Megatron-related parameters
  • actor_rollout_ref.actor.megatron.param_offload / optimizer_offload / grad_offload: Offload parameters, optimizer states, and gradients to CPU when GPU memory is insufficient.

  • +actor_rollout_ref.actor.megatron.override_transformer_config.recompute_method / recompute_granularity / recompute_num_layers: Gradient checkpointing controls. Enable (e.g., uniform, full, 1) to trade computation for memory.

  • +actor_rollout_ref.actor.megatron.override_transformer_config.moe_router_dtype / moe_shared_expert_overlap / moe_permute_fusion / moe_enable_deepep / moe_token_dispatcher_type: Recommended MoE knobs (sample values: fp32, False, True, True, flex) for stable performance.

  • +actor_rollout_ref.actor.megatron.override_transformer_config.gradient_accumulation_fusion: Enables fused gradient accumulation for additional speedup.

  • +actor_rollout_ref.actor.megatron.override_transformer_config.account_for_embedding_in_pipeline_split / account_for_loss_in_pipeline_split / num_layers_in_last_pipeline_stage: Pipeline-parallel adjustments when layer counts do not divide evenly.

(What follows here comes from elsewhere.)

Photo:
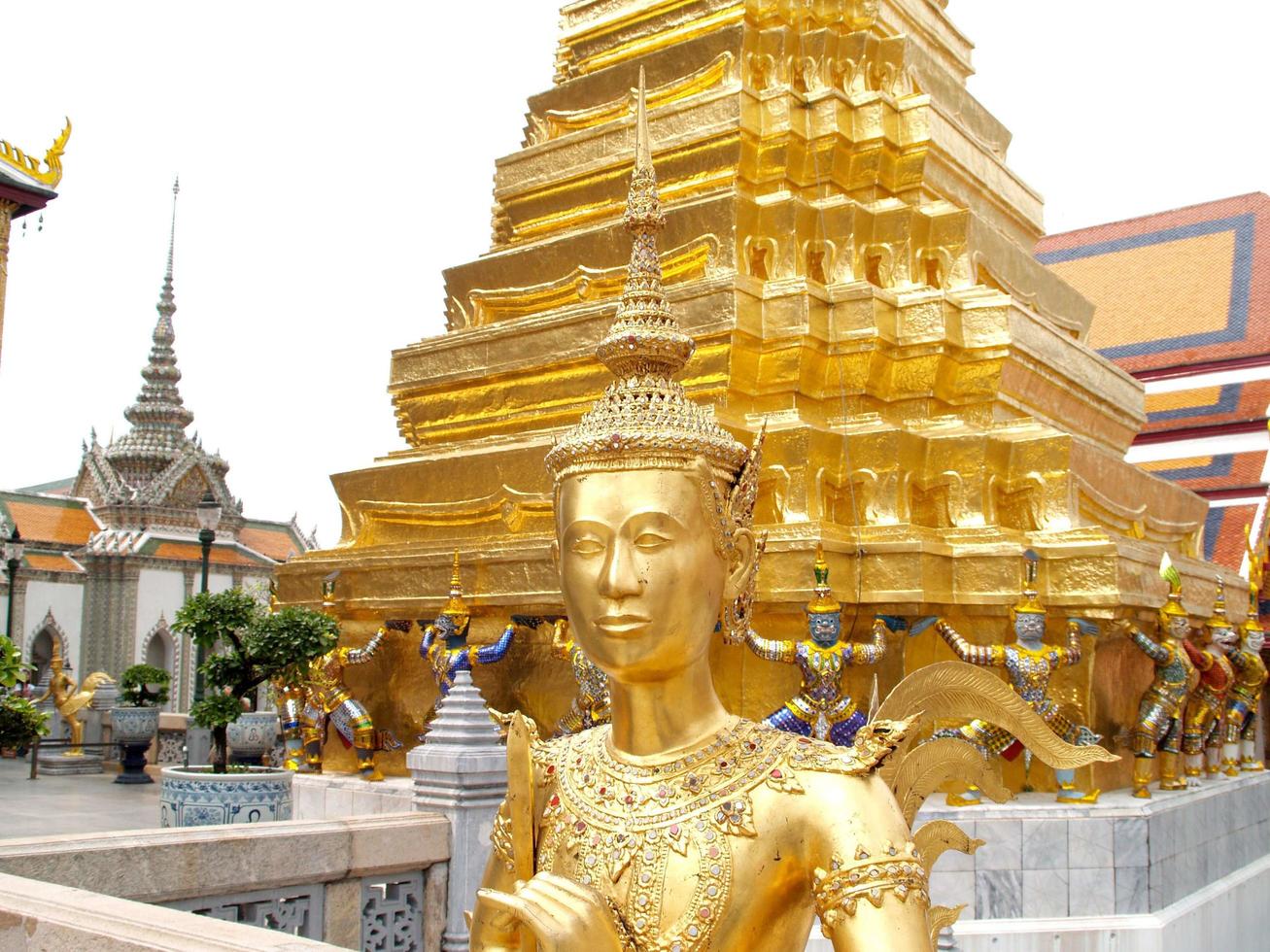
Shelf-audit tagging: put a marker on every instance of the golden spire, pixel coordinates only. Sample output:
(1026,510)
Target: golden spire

Treat embedding and loss as standalone stages and set num_layers_in_last_pipeline_stage (0 or ${LAST_LAYER}) when you need manual control.

Trainer
  • trainer.logger: Logging backends. Use ['console', 'wandb'] or, on Volcano Engine ML Platform, ['console', 'vemlp_wandb'].

  • trainer.project_name / trainer.experiment_name: Hierarchical naming for projects and experiments so you can locate runs quickly.

  • trainer.n_gpus_per_node / trainer.nnodes: Number of GPUs per node and total node count. Match your cluster allocation.

  • trainer.test_freq / trainer.save_freq / trainer.total_epochs: Evaluation interval, checkpoint interval, and total epochs—configure for your SLA.

  • trainer.log_val_generations: Number of validation samples stored in logs. Start with 10 and adjust as needed.

  • trainer.val_before_train: Run validation before training begins when you require a baseline checkpoint.